Schon bald machen wir unsere ersten Schwünge auf der Zwäckenpiste. Etwelche Unsicherheiten in der Körperhaltung der Holzskifahrer sind nicht restlos zu vermeiden. Roland und Beni halten sich freundlicherweise bereit, allfällig neben die Piste geratene Nostalgieskifahrer wieder auf sicheren, präparierten Boden zurück zu begleiten. Ein Stemm- und Pflugbogen reiht sich an den andern. Wir arbeiten uns in Richtung Skilift Holzegg Ost vor. Diesen Lift zu testen ist Teil unserer offiziellen Mission in der Mythen Region. Etliche Väter nutzen unseren Auftritt, um ihre Söhne an lebenden Beispielen über die Entwicklung  des Skisports aufzuklären. Unfallfrei erreichen wir den Parkplatz.
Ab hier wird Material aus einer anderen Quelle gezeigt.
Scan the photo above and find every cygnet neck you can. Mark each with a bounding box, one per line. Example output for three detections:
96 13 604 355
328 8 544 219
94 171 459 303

Es ist auch für dieses Jahr bewiesen: Die alte Technik funktioniert tadellos.
 
 

Ausklang in Biberbrugg

Die dringendste Sehnsucht ist für dieses Jahr gestillt. Die Tour war schön. Das Aufraffen dafür hat sich gelohnt. Wir sind uns einig. Nächstes Jahr gibt es hoffentlich ein Wiedersehen mit Walter und Anne, Irene und Carolin. Neue Interessenten wollen wir auch anwerben. Als Schlussbild und Werbespot bietet sich folgendes Bild an: Ein Mann, auf Holzskis, und richtig viel Schnee...

Perfekt! Bob wedelt,  ins Tal hali-juhee.